Я пролежал без сна практически всю ночь. Почти всегда, если я не могу уснуть, я мысленно возвращаюсь к годам моей юности, таращась в темноту до тех пор, пока мне не становится настолько душно, что, кажется, сейчас задохнусь. Тогда я включаю свет, встаю — временами, дрожа, — спускаюсь вниз и сажусь за письменный стол, но мне никогда не удается собрать достаточно мужества, чтобы писать: между прочим, как я могу что-то объяснить другому так, чтобы он понял, в чем дело? Правда, сегодня утром впервые все иначе: в этот самый момент, когда снаружи ночь плавно переходит в утренний свет, я вижу и знаю, что все это я запишу, даже если никто и никогда не поймет ни одной строчки. Мне нельзя больше писать ни о чем другом, кроме того, что я вижу и кто я есть.

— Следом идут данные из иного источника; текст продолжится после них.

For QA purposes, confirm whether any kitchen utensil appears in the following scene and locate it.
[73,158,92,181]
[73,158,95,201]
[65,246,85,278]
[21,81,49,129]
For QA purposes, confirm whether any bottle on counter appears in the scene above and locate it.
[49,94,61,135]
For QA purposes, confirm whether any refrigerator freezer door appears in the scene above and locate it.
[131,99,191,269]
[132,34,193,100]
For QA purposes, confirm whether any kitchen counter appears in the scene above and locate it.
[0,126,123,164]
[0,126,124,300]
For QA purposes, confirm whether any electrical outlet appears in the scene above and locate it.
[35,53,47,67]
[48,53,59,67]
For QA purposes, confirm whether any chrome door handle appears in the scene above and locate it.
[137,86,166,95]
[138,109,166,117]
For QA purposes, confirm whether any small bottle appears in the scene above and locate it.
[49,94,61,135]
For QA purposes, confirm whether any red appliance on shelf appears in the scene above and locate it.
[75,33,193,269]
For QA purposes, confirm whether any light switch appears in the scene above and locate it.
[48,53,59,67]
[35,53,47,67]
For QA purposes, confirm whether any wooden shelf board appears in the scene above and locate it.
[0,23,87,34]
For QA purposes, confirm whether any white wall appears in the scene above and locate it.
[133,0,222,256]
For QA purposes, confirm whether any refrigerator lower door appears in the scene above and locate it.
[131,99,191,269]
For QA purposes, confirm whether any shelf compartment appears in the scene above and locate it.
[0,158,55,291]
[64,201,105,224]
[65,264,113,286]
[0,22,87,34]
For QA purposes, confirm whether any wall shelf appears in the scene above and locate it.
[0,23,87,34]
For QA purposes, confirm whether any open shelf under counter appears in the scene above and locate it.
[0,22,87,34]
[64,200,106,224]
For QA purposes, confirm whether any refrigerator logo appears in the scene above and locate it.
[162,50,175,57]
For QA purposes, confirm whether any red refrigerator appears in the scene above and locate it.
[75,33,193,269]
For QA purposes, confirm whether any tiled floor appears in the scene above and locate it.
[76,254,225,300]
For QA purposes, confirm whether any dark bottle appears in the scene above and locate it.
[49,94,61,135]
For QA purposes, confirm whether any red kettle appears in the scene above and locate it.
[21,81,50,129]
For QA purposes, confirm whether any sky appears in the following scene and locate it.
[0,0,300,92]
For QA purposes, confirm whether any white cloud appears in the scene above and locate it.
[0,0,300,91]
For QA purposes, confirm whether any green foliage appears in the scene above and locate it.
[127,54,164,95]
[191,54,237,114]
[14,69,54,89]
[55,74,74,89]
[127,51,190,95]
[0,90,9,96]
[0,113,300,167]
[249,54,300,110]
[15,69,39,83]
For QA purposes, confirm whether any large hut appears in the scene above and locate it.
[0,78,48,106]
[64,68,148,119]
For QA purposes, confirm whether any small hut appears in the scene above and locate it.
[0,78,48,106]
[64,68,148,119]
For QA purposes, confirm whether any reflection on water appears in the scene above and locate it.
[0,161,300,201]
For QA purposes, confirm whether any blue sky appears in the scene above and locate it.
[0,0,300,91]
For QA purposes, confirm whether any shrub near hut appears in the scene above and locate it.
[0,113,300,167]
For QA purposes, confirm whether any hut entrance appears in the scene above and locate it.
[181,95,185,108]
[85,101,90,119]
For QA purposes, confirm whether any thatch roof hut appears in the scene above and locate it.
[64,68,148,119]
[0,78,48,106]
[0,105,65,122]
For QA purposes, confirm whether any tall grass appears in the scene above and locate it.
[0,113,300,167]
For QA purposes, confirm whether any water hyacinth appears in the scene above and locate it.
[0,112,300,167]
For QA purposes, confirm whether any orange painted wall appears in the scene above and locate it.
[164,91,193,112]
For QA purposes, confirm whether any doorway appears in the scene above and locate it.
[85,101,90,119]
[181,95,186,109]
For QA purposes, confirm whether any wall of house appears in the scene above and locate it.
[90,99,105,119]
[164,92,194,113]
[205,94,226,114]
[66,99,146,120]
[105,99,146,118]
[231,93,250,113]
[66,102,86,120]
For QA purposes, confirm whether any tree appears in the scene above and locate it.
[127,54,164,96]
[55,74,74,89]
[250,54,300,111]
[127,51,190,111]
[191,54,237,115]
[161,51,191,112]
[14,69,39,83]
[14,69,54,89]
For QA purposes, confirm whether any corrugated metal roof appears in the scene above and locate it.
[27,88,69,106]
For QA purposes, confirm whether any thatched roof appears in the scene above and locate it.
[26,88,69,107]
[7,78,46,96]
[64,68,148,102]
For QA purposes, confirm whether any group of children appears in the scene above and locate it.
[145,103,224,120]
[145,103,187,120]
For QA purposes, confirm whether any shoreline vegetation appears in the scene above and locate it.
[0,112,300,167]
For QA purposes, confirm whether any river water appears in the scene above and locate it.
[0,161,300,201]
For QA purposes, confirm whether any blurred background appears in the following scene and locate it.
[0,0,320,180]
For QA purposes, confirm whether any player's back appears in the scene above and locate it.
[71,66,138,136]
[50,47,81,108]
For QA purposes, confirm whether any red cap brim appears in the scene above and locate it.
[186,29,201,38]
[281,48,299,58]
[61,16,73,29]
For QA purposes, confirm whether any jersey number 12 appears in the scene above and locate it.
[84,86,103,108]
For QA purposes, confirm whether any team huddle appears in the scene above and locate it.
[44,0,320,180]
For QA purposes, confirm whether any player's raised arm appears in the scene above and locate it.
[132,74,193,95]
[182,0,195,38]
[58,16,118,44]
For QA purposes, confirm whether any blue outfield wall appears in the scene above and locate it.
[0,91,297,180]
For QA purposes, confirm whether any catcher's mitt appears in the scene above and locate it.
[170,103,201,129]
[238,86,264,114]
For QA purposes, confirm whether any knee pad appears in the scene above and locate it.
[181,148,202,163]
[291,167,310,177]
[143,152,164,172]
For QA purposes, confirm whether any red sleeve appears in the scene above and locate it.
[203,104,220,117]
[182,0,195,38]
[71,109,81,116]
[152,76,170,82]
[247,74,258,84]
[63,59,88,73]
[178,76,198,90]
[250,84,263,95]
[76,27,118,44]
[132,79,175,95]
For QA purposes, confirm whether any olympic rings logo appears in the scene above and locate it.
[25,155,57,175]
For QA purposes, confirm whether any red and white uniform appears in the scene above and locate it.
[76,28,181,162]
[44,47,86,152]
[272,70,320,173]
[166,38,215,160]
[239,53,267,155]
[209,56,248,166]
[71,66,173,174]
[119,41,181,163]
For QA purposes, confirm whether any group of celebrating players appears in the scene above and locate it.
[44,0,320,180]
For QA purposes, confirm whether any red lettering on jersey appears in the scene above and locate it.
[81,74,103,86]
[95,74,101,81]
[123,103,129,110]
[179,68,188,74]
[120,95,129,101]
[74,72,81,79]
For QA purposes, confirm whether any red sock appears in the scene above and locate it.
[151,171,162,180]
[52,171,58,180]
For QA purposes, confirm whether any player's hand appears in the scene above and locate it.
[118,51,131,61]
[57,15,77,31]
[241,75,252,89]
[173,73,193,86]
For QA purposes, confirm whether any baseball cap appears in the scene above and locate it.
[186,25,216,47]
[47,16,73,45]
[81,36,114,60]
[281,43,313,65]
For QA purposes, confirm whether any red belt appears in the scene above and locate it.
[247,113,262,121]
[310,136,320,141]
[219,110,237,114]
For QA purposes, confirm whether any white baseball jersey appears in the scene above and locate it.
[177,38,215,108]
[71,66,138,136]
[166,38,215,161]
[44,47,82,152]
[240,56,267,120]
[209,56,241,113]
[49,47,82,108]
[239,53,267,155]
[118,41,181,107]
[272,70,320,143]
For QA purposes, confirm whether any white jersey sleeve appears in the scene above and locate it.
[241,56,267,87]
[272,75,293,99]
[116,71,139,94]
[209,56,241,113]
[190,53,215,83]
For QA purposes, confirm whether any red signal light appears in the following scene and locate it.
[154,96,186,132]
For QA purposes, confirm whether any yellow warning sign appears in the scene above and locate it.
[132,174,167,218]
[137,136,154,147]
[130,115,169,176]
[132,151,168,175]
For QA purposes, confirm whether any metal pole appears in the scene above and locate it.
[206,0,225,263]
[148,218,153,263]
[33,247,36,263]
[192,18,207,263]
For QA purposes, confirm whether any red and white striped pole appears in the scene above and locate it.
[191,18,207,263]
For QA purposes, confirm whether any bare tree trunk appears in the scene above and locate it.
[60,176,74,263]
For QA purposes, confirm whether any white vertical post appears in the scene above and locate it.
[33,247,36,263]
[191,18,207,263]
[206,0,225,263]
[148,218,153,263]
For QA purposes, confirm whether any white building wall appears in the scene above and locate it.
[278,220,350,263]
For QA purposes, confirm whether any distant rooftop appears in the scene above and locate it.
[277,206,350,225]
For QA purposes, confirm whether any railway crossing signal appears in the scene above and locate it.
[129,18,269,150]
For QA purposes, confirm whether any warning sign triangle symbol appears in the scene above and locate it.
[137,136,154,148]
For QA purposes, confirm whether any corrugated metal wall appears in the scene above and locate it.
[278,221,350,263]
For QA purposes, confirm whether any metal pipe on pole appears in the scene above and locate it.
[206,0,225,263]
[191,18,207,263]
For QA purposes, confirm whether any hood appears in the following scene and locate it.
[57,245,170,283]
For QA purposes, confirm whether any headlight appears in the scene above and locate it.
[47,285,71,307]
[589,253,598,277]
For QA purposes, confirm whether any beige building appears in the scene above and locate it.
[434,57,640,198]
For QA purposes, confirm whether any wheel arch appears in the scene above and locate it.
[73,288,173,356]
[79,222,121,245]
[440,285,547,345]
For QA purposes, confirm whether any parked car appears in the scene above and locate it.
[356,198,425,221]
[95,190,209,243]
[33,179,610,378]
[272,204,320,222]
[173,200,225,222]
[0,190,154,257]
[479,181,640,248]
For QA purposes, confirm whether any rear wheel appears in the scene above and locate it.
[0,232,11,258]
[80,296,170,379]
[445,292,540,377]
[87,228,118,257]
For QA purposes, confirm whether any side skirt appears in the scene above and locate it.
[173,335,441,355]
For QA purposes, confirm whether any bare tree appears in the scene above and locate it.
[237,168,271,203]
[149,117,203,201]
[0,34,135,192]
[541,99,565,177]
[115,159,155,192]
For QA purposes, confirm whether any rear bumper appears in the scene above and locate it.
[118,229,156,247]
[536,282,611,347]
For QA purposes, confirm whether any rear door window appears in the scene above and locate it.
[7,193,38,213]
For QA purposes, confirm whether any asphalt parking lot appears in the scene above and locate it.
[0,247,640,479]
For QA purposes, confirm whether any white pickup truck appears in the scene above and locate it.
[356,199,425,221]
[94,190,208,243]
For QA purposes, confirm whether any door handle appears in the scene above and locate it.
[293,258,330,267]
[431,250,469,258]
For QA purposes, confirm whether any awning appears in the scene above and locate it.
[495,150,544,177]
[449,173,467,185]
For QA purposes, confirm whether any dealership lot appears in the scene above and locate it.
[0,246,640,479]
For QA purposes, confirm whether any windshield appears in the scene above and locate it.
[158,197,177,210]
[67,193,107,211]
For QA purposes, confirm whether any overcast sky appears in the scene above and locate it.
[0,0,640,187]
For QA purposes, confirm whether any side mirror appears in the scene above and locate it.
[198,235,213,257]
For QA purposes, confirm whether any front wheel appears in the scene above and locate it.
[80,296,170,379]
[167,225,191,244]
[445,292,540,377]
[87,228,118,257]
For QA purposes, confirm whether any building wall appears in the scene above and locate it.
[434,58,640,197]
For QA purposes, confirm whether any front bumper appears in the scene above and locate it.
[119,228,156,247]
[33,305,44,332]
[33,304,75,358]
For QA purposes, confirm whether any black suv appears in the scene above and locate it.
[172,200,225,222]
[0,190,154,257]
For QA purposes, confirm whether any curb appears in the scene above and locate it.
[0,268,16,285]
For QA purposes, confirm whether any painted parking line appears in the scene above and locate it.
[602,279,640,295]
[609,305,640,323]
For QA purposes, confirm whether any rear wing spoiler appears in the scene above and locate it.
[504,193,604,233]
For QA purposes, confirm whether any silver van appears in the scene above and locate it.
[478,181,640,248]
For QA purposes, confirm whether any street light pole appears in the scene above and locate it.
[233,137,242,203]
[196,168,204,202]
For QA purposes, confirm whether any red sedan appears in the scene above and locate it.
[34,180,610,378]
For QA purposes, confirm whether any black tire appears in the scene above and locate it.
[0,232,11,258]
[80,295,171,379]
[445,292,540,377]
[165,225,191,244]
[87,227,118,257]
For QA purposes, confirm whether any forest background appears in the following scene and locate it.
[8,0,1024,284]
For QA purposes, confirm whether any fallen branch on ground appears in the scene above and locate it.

Я не знаю, почему именно сейчас с непреодолимой силой навязывается мне воспоминание девятилетней давности, когда я ехал в трамвае и мне показалось, что я увидел своего бывшего учителя рисования из гимназии, некоего Ван С., у которого я три раза в течение четырех лет делал рисунок одного и того же кельнского горшка. (Я вернулся домой тихий и подавленный, но никому ничего не рассказал.) Наверняка это был какой-то обман чувств, потому что еще несколько лет назад я слышал, что он умер и похоронен. Вот так начинается неизбежное движение воспоминаний, которые мне в этот раз не хочется сопровождать, но, может быть, близится время, когда все эти невероятные, несвязные мысли, клочки недосказанных, неоконченных разговоров неизвестного происхождения сойдутся вместе в незапланированное мной предсказание.
Одна мысль влечет за собой другую — я вспомнил о преподавателе некой исключительной и знаменитой школы, в которой я провел четыре несчастных года: об учительнице биологии докторе Б. (каждый раз, поднимая телефонную трубку, она подчеркнуто четко произносила свое звание), которая тоже уже 22 года как мертва, так что мои шансы столкнуться с ней в трамвае понизились до минимума. Несмотря на это, образ ее становится слишком осязаемым, я еще слышу ее резкий, все перекрывающий голос, которым она раз в два месяца объявляла нам начало «совершенно новой» системы обучения с другими тетрадями, с другими книгами — без переплета, и революционными, так никогда и не вошедшими в пользование папками, размером в половину обычного книжного листа, с подшитыми в них скверными репродукциями с изображением разной ботанической ерунды. Ее уроки состояли из хриплых, несвязных выкриков, которые я переживал в трансе, с пересохшим горлом, беспрестанно теребя собственный член, то уставясь в учебник, то, из осторожности, переводя взгляд и пялясь перед собой. Всем сердцем я надеялся, что, учитывая ее неправдоподобную глупость и неловкость, эта беспрерывно кричащая баба, держа в руках бутылку с заспиртованным животным, споткнется и приземлится рожей прямо на осколки, перемешанные с алкоголем или формалином, но ничего такого, естественно, не произошло.